Part 31 (1/2)

While this was going on Mark and the rest of us was pretty busy getting all the news of the county fair that was going on, and the night before the _Trumpet_ came out we had a heap of writing to do. It was my job to write little items about folks and things that happened. Mark said he wanted enough to fill a column, so I set to work, and it _was_ work, I can tell you. I did more chawing of my pencil than writing, and it took me about a dozen times as long to do it as it took Mark to write three times as much. But I was pretty proud of what I'd done when I was through with it. I figgered it would be about the most interesting part of the paper, and it did come pretty close to being that. When I handed it to Mark I says, ”There, if that hain't perty good newspaper writin' I hope I don't ever git to eat another fried-cake.”

Mark read it over, and every once in a while he would look up at me and chuckle, and then he says, ”Binney, if you'd done this apurpose it would be g-great.”

”I done it apurpose,” says I. ”Think I done all that writin' by accident, like a feller would stub his toe and accidentally skin his nose?”

”Um!” says he. ”We'll p-p-print it jest as it stands, and say, 'By Binney Jenks,' at the top, so everybody'll know you d-did it. That,”

says he, ”may save the l-lives of some of the rest of us.”

”What you mean?” says I.

”I'll r-read 'em to you,” says he. This was the first he read:

”'Mr.
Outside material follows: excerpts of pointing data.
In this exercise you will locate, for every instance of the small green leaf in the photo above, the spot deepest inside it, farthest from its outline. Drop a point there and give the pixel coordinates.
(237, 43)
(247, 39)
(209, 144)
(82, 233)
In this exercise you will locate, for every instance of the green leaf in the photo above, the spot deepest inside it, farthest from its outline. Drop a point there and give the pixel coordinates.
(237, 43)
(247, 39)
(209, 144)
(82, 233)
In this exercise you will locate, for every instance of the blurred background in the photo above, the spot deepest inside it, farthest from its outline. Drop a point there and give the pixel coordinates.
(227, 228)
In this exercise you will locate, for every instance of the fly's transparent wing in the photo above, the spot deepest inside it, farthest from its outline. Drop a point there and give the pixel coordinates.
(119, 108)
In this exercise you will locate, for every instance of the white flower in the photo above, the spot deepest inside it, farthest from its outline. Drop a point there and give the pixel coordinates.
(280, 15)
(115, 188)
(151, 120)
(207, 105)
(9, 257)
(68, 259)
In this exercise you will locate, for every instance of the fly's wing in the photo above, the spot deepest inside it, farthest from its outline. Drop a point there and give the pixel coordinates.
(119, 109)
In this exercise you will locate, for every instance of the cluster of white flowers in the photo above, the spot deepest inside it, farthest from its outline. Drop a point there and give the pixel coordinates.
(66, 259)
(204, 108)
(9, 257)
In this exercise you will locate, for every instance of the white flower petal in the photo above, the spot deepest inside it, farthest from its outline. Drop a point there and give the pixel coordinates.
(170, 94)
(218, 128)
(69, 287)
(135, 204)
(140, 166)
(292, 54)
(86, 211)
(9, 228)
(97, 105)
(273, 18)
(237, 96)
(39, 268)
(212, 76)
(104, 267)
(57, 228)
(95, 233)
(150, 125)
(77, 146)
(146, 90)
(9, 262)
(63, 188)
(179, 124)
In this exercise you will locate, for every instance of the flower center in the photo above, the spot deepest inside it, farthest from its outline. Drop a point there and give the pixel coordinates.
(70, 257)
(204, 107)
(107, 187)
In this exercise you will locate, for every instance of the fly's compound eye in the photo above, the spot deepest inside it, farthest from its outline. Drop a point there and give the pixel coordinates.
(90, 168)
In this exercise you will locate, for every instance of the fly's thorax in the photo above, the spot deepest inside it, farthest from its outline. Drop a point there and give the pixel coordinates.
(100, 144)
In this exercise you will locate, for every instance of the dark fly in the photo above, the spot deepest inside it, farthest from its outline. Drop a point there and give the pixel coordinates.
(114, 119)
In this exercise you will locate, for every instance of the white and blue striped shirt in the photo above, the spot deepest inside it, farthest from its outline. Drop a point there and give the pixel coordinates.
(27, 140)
Bud Drimple took first prize for the fattest pig at the fair.'”

Mark peeked at me out of his little eyes that was twinkling like everything. ”Maybe Bud Drimple _was_ the f-f-fattest pig there and ought to have got the p-prize,” says he, ”but he'll hate to be t-told so.”

I didn't say a word. Mark read another.

”'Many folks asked Jacob Wester what he exhibited at the fair. He said it was a cow.'” Mark giggled. ”What did it look like, Binney, if so many f-f-folks was uncertain about it? Did it resemble a l-locomotive or a sewin' m-machine?”

”Huh!” says I. ”You think you're smart.”

”No,” says he, ”I t-think you be. Here's another: 'Mrs. Hob Sweet was among those watching the prize Jersey cow. Many claimed she was the finest piece of live stock on the grounds.' ... Which, Binney, the Jersey or Mis' Sweet?”

”Anybody,” says I, ”would know I meant the Jersey.”

”'Jed Tingle,'” he read again, ”'who just got m-m-married to Myrtie Wise, bought him a new horse-whip, for which he s-s-says he's got pressing need lately.'” Mark shook his head. ”I dunno,” says he, ”but we might get sued in court for accusin' a man of thras.h.i.+n' his wife.”

”I didn't,” says I. ”That wasn't why he had pressin' need of that whip; it's because, as everybody knows, he's been stuck with a balky colt.”

”All right,” says Mark. ”How about this? 'Dave Ward made two purchases at the fair. One was a pie baked by Mrs. John Baird, and sold at the Methodist ladies' booth. The other was a bottle of pain-killer.'”

”What's wrong with that?” I says.

”N-nothin',” says he. ”It's good sense. You'd know if you ever ate a pie of hern. Dave was wise, but maybe Mis' Baird won't like bein' twitted with it.”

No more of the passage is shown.